Adenoma; Adenomatous Polyps; Brunner Glands; Duodenal Obstruction; Intussusception; Pancreatic Neoplasms; Pancreaticoduodenectomy


Benign tumors of the duodenum are rare. Brunner’s gland adenoma, also known as brunneroma or Brunner’s gland hamartoma constitutes only 10.6% of these tumors [1]. In the literature, only 150 cases of Brunner’s gland adenoma have been reported to date [2]. Most of these adenomas are small and asymptomatic, and are found incidentally during endoscopy. The large or giant variety is uncommon and may present with problems related to their size or location. When symptomatic, they usually present with intestinal obstruction or gastrointestinal bleeding [3]. In rare cases, these giant adenomas may simulate pancreatic or duodenal malignancy, leading to a diagnostic and therapeutic challenge regarding their management [4].

We herein describe a case of giant Brunner’s gland adenoma arising from the duodenal bulb which presented as a malignancy of the uncinate process of the pancreas along with duodenal and ampullary obstruction.

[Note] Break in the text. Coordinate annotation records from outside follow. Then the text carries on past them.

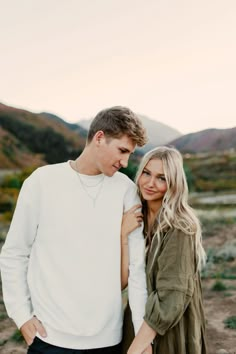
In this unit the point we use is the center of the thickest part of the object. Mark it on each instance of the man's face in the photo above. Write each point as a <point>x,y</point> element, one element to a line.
<point>113,153</point>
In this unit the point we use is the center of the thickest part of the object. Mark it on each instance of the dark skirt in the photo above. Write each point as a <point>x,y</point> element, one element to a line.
<point>128,330</point>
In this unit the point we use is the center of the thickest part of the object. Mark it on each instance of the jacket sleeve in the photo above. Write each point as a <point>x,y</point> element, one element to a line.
<point>174,284</point>
<point>16,251</point>
<point>137,288</point>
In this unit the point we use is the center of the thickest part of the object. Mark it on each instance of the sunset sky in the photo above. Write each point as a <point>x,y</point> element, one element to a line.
<point>172,60</point>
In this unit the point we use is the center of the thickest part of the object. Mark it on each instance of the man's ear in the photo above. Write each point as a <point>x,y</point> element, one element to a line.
<point>99,136</point>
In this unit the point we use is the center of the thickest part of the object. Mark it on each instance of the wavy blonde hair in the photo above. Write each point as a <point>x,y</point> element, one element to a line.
<point>175,211</point>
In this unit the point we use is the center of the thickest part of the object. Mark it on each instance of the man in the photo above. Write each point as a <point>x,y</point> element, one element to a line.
<point>61,260</point>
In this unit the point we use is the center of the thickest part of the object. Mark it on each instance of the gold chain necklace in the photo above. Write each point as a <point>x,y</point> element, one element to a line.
<point>84,186</point>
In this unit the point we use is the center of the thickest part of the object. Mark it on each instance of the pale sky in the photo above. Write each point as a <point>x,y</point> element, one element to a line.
<point>172,60</point>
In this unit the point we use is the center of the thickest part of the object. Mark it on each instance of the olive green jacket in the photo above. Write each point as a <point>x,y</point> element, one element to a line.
<point>174,305</point>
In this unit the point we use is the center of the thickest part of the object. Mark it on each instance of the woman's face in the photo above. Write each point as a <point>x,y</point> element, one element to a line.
<point>152,182</point>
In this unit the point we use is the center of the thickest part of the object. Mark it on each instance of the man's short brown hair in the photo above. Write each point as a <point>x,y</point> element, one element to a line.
<point>116,122</point>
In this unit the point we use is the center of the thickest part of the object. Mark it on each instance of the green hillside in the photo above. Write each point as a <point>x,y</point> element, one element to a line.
<point>28,139</point>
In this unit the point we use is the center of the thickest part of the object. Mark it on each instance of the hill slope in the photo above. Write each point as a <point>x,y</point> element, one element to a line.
<point>208,140</point>
<point>34,139</point>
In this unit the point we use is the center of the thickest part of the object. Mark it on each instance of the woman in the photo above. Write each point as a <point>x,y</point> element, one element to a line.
<point>174,319</point>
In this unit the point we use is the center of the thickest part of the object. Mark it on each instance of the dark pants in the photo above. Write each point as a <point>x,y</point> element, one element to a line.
<point>40,347</point>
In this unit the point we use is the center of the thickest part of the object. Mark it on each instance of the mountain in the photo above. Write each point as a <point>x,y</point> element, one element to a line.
<point>158,133</point>
<point>28,138</point>
<point>208,140</point>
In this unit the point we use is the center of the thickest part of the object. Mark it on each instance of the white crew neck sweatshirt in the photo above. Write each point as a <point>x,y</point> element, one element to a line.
<point>61,258</point>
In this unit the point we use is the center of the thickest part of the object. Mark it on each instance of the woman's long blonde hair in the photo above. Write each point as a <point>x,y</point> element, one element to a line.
<point>175,211</point>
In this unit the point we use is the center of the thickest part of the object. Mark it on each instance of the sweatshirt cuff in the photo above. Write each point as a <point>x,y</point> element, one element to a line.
<point>137,324</point>
<point>22,316</point>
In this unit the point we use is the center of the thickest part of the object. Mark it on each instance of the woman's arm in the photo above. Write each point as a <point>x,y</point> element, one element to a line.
<point>132,219</point>
<point>142,342</point>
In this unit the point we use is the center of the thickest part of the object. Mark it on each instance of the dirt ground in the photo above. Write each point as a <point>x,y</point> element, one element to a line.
<point>218,306</point>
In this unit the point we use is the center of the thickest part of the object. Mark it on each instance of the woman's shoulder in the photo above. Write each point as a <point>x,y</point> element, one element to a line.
<point>176,237</point>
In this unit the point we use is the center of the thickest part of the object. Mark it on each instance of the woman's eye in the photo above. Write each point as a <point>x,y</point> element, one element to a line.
<point>162,179</point>
<point>146,173</point>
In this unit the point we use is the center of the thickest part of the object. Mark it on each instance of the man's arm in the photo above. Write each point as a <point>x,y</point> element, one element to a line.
<point>15,255</point>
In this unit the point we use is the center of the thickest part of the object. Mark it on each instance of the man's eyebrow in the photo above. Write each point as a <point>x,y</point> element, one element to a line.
<point>125,149</point>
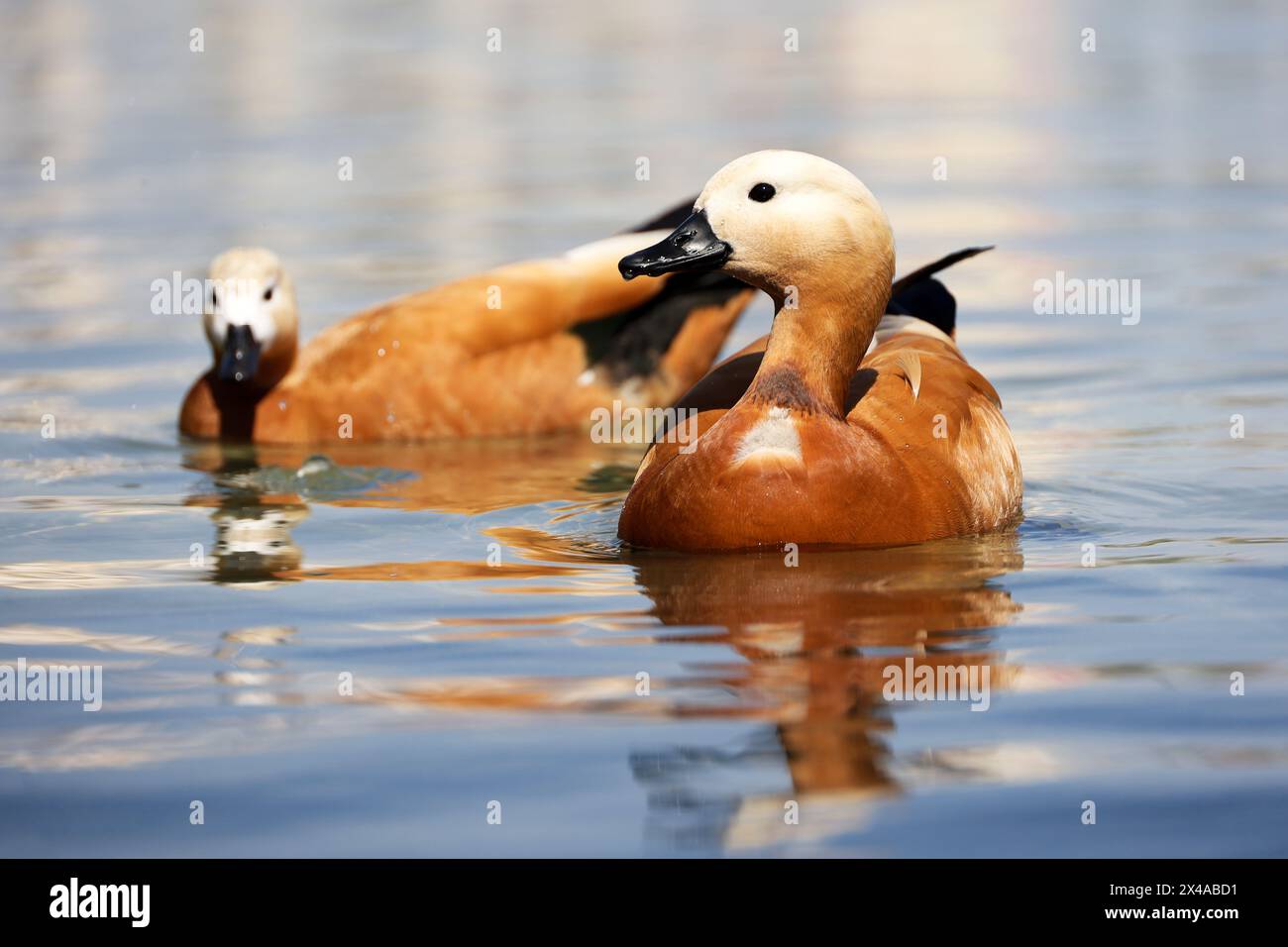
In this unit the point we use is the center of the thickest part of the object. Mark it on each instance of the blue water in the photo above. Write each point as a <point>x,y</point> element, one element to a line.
<point>515,684</point>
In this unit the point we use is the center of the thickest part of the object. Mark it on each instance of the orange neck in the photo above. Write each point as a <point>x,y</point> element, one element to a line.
<point>237,402</point>
<point>814,351</point>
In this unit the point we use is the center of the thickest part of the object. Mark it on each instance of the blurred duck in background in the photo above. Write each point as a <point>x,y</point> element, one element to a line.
<point>527,348</point>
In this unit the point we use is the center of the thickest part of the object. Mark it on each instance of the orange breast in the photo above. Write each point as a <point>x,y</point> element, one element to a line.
<point>897,470</point>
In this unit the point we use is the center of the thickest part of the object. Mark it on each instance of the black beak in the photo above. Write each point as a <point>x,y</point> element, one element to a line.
<point>241,356</point>
<point>694,247</point>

A 65-year-old female presented with a two-month history of upper abdominal pain, early satiety, nausea, retrosternal burning pain and 3 kg weight loss. There was no history of vomiting, melena, jaundice, anemia or anorexia. Physical and abdominal examinations were unremarkable. Blood investigation revealed elevated serum alkaline phosphatase (418 IU/dL; reference range: 0-270 IU/dL) and gamma-glutamyl transpeptidase (GGT, 209 IU/dL; reference range 0-50 IU/dL) with normal serum bilirubin, serum glutamic oxaloacetic transaminase (SGOT) and serum glutamic pyruvic transaminase (SGPT). Other blood parameters, including hemoglobin and tumor markers, such as carcinoembryonic antigen (CEA) and carbohydrate antigen 19-9, were within the normal limits.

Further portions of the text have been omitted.